Predictive Biomarkers

Furthermore, scientists have made discoveries about biomarkers that could signal whether GBMs will respond to certain treatments, or, once treatment is underway, how well the cancers are responding.

According to the report, scientists involved in the Defeat GBM program have identified biomarkers that may indicate which patients will benefit from targeted drugs known as PI3K inhibitors, and from combinations of the targeted FGFR and CDK4/6 inhibitors.

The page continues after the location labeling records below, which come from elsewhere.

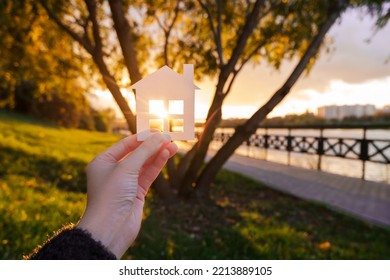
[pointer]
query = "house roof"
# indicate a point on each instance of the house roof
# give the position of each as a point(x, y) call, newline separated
point(163, 75)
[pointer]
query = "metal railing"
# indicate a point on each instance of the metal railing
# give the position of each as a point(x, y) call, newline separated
point(363, 149)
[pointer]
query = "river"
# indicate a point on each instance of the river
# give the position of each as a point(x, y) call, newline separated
point(379, 172)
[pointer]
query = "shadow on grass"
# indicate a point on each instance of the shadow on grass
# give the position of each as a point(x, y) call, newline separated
point(65, 174)
point(250, 221)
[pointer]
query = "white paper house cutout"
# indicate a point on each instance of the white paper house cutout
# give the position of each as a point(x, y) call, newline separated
point(165, 100)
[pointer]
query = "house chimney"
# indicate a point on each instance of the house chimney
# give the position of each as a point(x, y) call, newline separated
point(188, 72)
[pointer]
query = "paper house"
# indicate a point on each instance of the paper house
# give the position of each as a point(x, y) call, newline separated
point(165, 101)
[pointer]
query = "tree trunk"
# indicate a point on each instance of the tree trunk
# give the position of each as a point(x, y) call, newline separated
point(244, 131)
point(113, 87)
point(123, 32)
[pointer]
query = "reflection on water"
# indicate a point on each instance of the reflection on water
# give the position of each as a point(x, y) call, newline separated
point(348, 167)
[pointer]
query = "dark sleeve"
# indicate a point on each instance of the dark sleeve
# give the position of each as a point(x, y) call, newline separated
point(72, 244)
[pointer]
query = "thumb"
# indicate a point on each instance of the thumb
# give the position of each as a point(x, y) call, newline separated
point(134, 162)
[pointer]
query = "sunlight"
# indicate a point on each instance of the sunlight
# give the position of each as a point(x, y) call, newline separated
point(156, 107)
point(176, 107)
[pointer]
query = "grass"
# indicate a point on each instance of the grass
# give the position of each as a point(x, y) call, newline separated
point(42, 187)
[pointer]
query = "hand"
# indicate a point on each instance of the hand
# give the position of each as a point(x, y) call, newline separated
point(118, 180)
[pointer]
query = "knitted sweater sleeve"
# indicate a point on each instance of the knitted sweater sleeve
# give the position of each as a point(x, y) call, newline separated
point(72, 244)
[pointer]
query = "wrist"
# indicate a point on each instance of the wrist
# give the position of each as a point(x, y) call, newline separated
point(103, 232)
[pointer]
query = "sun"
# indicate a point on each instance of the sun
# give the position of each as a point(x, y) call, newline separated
point(157, 107)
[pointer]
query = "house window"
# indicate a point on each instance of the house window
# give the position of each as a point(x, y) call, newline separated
point(157, 107)
point(176, 107)
point(176, 125)
point(156, 124)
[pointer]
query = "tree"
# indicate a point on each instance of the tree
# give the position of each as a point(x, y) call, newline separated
point(219, 37)
point(49, 84)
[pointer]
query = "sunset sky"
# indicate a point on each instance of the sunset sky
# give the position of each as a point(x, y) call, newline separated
point(355, 72)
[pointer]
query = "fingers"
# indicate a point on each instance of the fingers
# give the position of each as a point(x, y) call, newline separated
point(153, 167)
point(135, 161)
point(150, 172)
point(119, 150)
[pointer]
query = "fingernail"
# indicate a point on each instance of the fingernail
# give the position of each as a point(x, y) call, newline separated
point(145, 134)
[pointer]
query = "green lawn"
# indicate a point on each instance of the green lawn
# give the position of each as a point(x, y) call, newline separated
point(42, 187)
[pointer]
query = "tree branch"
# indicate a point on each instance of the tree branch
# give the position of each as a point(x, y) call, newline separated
point(91, 6)
point(122, 28)
point(87, 45)
point(216, 34)
point(244, 131)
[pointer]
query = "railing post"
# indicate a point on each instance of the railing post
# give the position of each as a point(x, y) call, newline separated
point(289, 146)
point(320, 149)
point(364, 152)
point(266, 143)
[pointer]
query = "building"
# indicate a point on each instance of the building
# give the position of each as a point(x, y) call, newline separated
point(341, 112)
point(165, 101)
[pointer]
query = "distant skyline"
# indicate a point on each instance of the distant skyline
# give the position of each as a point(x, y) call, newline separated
point(354, 72)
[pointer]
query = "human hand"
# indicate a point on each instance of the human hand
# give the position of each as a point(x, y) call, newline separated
point(118, 180)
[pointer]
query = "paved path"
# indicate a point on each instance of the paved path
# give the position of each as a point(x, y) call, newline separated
point(364, 199)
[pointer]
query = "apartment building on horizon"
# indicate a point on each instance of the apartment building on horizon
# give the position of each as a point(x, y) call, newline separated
point(343, 111)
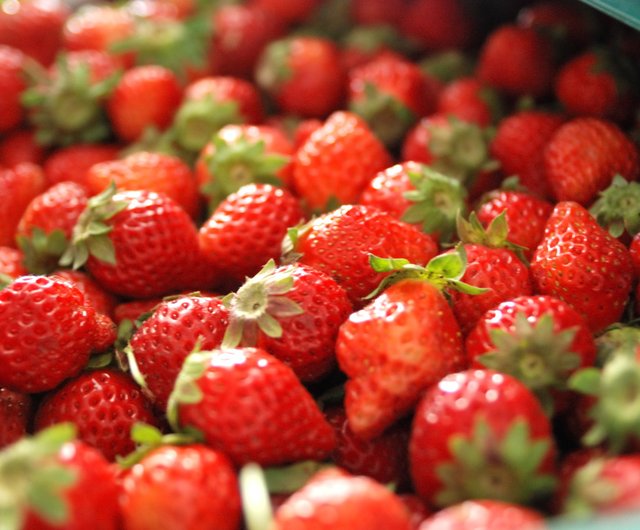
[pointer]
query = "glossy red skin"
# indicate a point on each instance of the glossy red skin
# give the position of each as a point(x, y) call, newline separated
point(255, 409)
point(484, 515)
point(156, 247)
point(496, 269)
point(335, 500)
point(175, 487)
point(337, 161)
point(451, 407)
point(57, 208)
point(92, 499)
point(339, 243)
point(146, 96)
point(15, 416)
point(582, 264)
point(526, 216)
point(104, 405)
point(247, 228)
point(584, 155)
point(164, 340)
point(150, 171)
point(405, 340)
point(47, 331)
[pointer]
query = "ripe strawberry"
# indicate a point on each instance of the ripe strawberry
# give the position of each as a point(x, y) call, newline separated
point(47, 333)
point(339, 243)
point(34, 27)
point(136, 244)
point(302, 75)
point(584, 155)
point(596, 280)
point(73, 162)
point(246, 230)
point(181, 487)
point(519, 144)
point(539, 340)
point(146, 96)
point(293, 312)
point(337, 161)
point(18, 186)
point(162, 342)
point(104, 405)
point(485, 514)
point(517, 60)
point(251, 406)
point(526, 216)
point(15, 416)
point(336, 500)
point(480, 434)
point(143, 170)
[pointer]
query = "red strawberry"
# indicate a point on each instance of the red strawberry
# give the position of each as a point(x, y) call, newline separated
point(293, 312)
point(485, 514)
point(246, 230)
point(15, 416)
point(336, 500)
point(339, 243)
point(337, 161)
point(146, 96)
point(480, 434)
point(104, 405)
point(162, 342)
point(181, 487)
point(251, 406)
point(584, 155)
point(303, 75)
point(519, 145)
point(595, 279)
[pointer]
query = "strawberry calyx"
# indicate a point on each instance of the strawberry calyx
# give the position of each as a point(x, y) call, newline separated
point(618, 207)
point(535, 354)
point(258, 305)
point(234, 164)
point(616, 411)
point(443, 271)
point(32, 478)
point(91, 232)
point(436, 199)
point(486, 466)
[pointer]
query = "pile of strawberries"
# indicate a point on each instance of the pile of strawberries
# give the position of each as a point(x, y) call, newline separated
point(307, 265)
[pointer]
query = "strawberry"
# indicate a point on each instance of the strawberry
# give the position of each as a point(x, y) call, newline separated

For patients whose GBM carries a mutation in the IDH gene, the scientists have figured out that using imaging to track a metabolite made by tumor cells may help determine, early on, whether IDH-inhibiting drugs are working against the cancer.

Finally, they have found, testing a patient’s cerebrospinal fluid may be a less invasive alternative to conventional biopsy in determining how a tumor is responding to treatment.

“These advancements could help better match the right treatments to the right patients, as well as help determine, early in the course of treatment, if a drug is truly working or not,” the report states, “so doctors can make a more informed decision on whether a patient should stay on that treatment or try another.”

David Arons, chief executive officer of the NBTS and president of Cure GBM, LLC, said that the work of the Defeat GBM Collaborative is a reason for those affected by the cancer to have hope.

“The Defeat GBM Research Collaborative has demonstrated the ability to produce actionable discoveries as well as subsequently determine and develop viable strategies to qualify potential new targeted therapies for evaluation in early-phase clinical trials," he said. “There’s a lot to be optimistic about in terms of the developments that we could see later in 2017 and into 2018, based on past progress and where this program is heading.”